Webmasters

Web Authoring Statistics: The img element

Few surprises with the img element:

src, width, height, border, alt, align, name, hspace, vspace, usemap, title, style, id, class, onclick, onmouseover, onmouseout, valign, ismap, and onload.

It's a popular element; most pages, apparently, have an image somewhere. Most people give at least some of their images dimensions. Specifying the border is common too. Our guess (unverified) is that people are generally turning the border off (historically, images by default have a blue/purple border around them when they are part of a link).

Around three quarters of pages with images have at least one image with an alt attribute.

Comparatively few pages align their images with the align attribute. (The cynical amongst us concluded from this that most people probably put their images in tables and align the tables instead.) Even fewer give their images the hspace and vspace attributes (non-standard extensions equivalent to CSS margins). The valign attribute is virtually unused.

Image maps are not used on most pages, but they are used. In fact, nearly ten percent of pages in the sample used them, which is quite significant when you stop to think about when you last saw an image map. The numbers here map reasonably closely to the number of pages that use map and area elements, so this isn't a false positive:

usemap on img is used as ofter as name on map and coords, href, and shape on area.

The title attribute enjoys some use. We wonder, though, if, if IE stopped showing the alt attribute as a tooltip, we would see a big increase in the number of pages that used title and a big decrease in the number of pages using the alt attribute.

Something that we found interesting in this data is the relatively low number of pages that use onmouseover and onmouseout.

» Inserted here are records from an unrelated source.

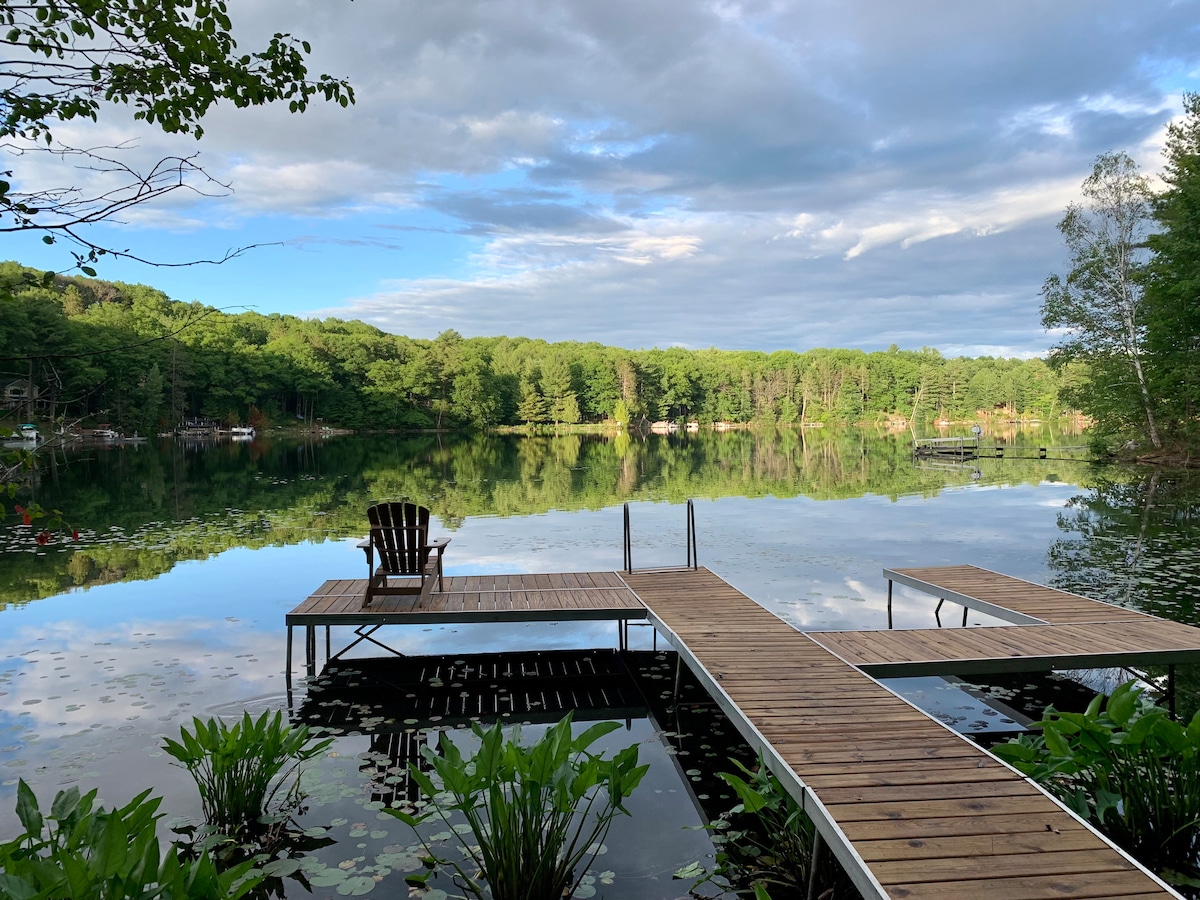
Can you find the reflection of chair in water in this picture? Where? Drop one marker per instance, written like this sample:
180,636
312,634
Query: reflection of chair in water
400,537
385,768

This likely maps quite closely to the number of pages doing image rollovers. It would be interesting to compare the results one would get by segregating pages by the year of their Last-Modified headers, to see if that makes a difference.

Another attribute that is used relatively rarely is ismap. Accessibility evangelism efforts can take from these results that server-side image maps are less of a problem than, say, the use of presentational markup.

Speaking of accessibility, the longdesc attribute did register as one of the top 1000 most-used attributes, but it isn't clear whether those hits were legitimate uses or merely programs being thorough (and useless). The latter is not unheard of; for example the HTML4 DTD says that the default value of the a element's shape attribute is "rect", and so many pages actually explicitly and uselessly say <a href="..." shape="rect">. (You can see from the fact that approximately no pages use the coords attribute with the a element that in fact those cases of shape are indeed all bogus — you can see above that with the area element the coords attribute is used on more pages than shape.)